- Yochu the Giantkiller lifts up the head of a defeated giant monster, from Giantkiller #3.

Publication information
- Publisher: DC Comics
- Format: Limited series
- Main character(s): Jack/"Yochu" Jill Sleet Dr. Azuma

Creative team
- Created by: Dan Brereton
- Written by: Dan Brereton
- Artist(s): Dan Brereton
- Letterer(s): Bill Oakley

= Giantkiller =

Giantkiller is a limited comic-book series created by Dan Brereton and published by DC Comics. The series ran 6 issues and spawned a one shot handbook called Giantkiller A to Z: A Field Guide to Big Monsters. The series has since been collected in a trade-paperback format by Image Comics.

==Plot==
The story takes place in San Francisco, California in the wake of a mysterious eruption in which giants of an unknown origin wreak havoc on the earth. The U.S. military is powerless against the monsters whose physiology defies all conventional weaponry. The military then responds with the aid of Dr. Azuma, a bio-engineer, to create a genetic hybrid to combat the giant monsters.
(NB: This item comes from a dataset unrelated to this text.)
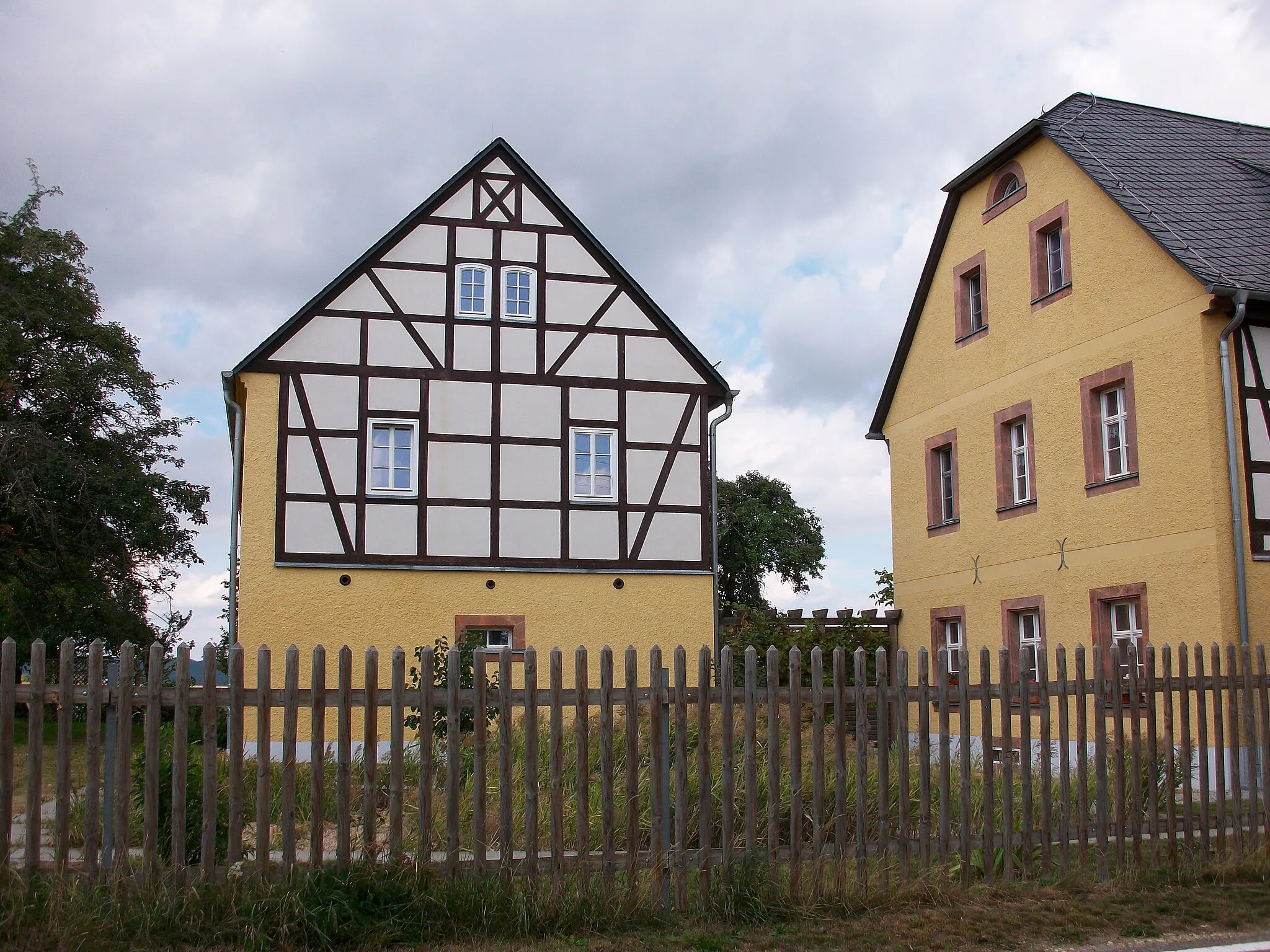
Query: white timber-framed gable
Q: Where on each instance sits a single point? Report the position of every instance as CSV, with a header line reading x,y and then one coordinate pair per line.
x,y
494,400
Nicknamed "Yochu" by Dr. Azuma and known to the military under the operational name "Jack the Giant Killer", humanity's only hope lies in the nine-foot super-being with a bio-engineered arsenal and a samurai katana forged from the fang of one of the behemoths. With a little help from the outlaw Jill Sleet, the only human capable of surviving the poisonous territories of the giants, Jack must learn to overcome or embrace his monstrous nature in order to determine the destiny of mankind.